The transformer architecture that has shaken up natural language processing may replace recurrent layers in object detection networks.
What’s new: A Facebook team led by Nicolas Carion and Francisco Massa simplified object detection pipelines by using transformers, yielding Detection Transformer (DETR).
Key insight: Images can show multiple objects. Some object detection networks use recurrent layers to predict one object at a time until all objects are accounted for. Language models use transformers to evaluate a sequence of words in one pass. Similarly, DETR uses them to predict all objects in an image in a single process.
How it works: DETR predicts a fixed number of object bounding boxes and classes per image. First, it extracts image features using convolutional layers. Then transformers predict features associated with regions likely to contain objects. Feed-forward layers process the object features into classes and bounding boxes. (“No object” is a possible class.)
- The transformers generate object bounding boxes and labels as a sequence, but their order is arbitrary.
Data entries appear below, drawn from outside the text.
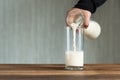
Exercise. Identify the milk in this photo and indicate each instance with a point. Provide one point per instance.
(74, 58)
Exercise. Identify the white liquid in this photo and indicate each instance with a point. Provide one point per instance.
(74, 28)
(74, 58)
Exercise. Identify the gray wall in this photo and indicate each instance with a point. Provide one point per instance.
(33, 31)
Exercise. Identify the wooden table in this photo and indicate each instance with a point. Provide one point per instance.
(57, 72)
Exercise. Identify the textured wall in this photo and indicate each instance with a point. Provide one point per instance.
(33, 31)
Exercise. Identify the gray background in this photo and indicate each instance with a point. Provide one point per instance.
(33, 32)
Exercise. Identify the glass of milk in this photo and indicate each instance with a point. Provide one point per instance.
(74, 55)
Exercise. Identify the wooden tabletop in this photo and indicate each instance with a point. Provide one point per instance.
(58, 72)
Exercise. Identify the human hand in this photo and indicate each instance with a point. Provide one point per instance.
(75, 11)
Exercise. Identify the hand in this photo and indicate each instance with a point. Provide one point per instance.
(72, 14)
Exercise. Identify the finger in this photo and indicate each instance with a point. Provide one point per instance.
(70, 19)
(86, 20)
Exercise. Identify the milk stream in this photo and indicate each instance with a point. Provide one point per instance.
(74, 58)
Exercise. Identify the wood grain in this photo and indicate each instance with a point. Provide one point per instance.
(57, 72)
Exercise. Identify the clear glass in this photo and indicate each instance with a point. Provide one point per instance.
(74, 55)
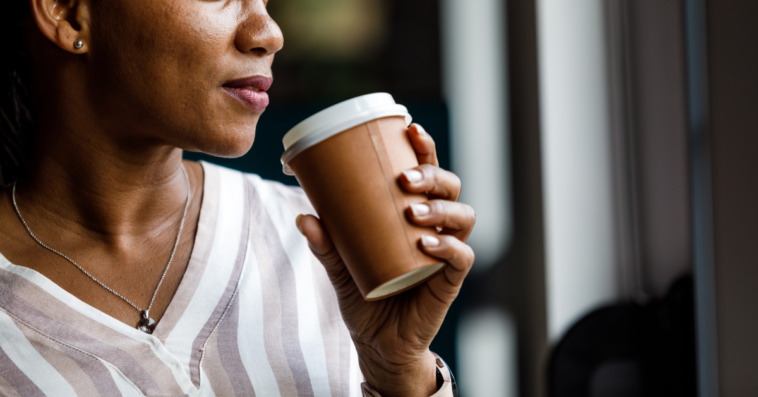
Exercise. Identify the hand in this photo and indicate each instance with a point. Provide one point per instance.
(393, 335)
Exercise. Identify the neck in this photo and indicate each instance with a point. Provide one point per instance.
(80, 178)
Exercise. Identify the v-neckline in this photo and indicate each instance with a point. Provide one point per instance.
(183, 291)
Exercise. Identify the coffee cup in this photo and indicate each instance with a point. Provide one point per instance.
(348, 159)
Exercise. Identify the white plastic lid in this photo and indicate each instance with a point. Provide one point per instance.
(338, 118)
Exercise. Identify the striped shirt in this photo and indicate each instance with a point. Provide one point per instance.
(254, 314)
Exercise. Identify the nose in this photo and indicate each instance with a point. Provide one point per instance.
(258, 33)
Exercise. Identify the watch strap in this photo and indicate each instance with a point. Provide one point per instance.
(448, 388)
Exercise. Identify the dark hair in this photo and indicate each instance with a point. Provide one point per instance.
(16, 102)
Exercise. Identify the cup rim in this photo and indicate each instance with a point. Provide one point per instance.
(338, 118)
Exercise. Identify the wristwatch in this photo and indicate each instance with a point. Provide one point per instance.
(446, 386)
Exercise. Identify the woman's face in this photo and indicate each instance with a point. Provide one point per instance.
(187, 73)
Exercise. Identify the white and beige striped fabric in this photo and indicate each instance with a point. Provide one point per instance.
(254, 315)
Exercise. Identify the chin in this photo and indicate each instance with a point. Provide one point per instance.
(229, 143)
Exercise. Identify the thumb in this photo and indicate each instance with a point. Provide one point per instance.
(322, 246)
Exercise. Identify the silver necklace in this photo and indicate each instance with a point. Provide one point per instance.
(146, 324)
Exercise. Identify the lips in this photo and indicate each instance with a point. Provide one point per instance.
(250, 91)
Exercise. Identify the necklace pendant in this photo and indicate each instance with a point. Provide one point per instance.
(146, 324)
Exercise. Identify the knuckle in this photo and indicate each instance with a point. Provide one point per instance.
(437, 207)
(470, 213)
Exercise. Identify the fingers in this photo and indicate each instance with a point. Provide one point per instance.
(422, 142)
(455, 218)
(318, 239)
(433, 181)
(456, 253)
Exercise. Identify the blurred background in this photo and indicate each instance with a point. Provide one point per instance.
(609, 149)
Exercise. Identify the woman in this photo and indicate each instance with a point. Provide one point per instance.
(126, 271)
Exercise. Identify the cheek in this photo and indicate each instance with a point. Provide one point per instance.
(165, 67)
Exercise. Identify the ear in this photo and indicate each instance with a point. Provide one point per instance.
(64, 22)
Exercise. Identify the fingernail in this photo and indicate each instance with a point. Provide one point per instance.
(420, 209)
(413, 176)
(430, 241)
(297, 223)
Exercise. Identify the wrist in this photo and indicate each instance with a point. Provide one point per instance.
(416, 377)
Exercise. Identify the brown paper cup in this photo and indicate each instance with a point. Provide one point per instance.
(351, 179)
- The loss function uses the Hungarian algorithm to match each object class (except “no object”) with a unique label. This makes predicting anchors (box center points) and complicated matching algorithms unnecessary.
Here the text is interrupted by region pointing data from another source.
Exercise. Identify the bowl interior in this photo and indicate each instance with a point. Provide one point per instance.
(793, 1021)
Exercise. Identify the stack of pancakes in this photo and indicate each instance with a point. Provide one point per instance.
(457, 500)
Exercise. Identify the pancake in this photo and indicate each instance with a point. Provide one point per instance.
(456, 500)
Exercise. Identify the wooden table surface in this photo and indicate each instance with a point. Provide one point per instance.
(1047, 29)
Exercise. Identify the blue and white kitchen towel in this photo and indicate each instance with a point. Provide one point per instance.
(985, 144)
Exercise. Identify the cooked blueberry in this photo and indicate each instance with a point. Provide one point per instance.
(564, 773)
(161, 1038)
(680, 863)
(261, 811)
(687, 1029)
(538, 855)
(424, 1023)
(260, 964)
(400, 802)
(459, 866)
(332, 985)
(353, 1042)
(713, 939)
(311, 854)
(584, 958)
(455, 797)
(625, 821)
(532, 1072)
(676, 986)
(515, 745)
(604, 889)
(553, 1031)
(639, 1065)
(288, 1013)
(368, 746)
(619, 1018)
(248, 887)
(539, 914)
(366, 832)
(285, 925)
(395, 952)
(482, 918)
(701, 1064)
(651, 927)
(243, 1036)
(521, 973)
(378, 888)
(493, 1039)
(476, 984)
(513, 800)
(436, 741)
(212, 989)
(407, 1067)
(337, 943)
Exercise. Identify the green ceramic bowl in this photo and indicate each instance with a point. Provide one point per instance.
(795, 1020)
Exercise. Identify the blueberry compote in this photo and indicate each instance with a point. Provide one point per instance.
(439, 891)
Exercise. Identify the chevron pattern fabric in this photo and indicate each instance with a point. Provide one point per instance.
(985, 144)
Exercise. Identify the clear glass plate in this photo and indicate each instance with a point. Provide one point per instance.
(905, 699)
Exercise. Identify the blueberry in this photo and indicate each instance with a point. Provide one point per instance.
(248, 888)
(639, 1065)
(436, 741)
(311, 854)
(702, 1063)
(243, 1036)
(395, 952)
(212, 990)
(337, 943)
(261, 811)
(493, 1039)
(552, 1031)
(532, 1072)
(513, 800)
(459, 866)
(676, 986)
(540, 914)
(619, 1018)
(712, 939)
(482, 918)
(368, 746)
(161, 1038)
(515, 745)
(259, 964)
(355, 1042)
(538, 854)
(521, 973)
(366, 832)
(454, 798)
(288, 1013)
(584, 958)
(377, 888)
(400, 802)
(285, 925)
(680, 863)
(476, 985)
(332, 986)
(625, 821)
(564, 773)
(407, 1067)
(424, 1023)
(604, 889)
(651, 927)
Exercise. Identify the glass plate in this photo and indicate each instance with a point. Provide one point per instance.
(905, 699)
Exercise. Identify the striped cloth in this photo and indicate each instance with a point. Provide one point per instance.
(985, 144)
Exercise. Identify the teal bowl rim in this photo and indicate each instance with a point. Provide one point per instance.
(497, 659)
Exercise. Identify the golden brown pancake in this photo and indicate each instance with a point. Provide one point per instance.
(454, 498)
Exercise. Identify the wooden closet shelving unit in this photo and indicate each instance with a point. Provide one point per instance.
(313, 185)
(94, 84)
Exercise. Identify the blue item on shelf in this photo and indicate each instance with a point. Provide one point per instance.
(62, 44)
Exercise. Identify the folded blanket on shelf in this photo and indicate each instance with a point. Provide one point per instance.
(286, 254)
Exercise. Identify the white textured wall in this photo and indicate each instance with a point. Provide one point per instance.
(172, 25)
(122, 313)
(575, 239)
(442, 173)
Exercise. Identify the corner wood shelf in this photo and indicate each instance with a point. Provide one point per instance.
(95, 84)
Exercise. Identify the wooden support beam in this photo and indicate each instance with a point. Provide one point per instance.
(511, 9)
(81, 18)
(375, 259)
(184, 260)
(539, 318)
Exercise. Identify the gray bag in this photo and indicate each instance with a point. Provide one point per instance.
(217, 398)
- During training, each transformer layer makes its own prediction. Evaluating this output ensures that all transformers learn to contribute equally — a technique borrowed from language models that’s not available with recurrent layers. The additional loss function especially helps the system predict the correct number of objects.
Results: The researchers pitted DETR against Faster R-CNN on the canonical object detection dataset Coco. At model sizes of roughly 40 million parameters, DETR bettered Faster R-CNN’s average precision, a measure of true positives, from 0.402 to 0.420. And DETR did it faster, spotting objects at 28 images per second compared to Faster R-CNN’s 26 images per second.
Why it matters: Transformers are changing the way machine learning models handle sequential data in NLP and beyond.
We’re thinking: What happened to the Muppet names for transformer-based models? Fozzie Bear is available.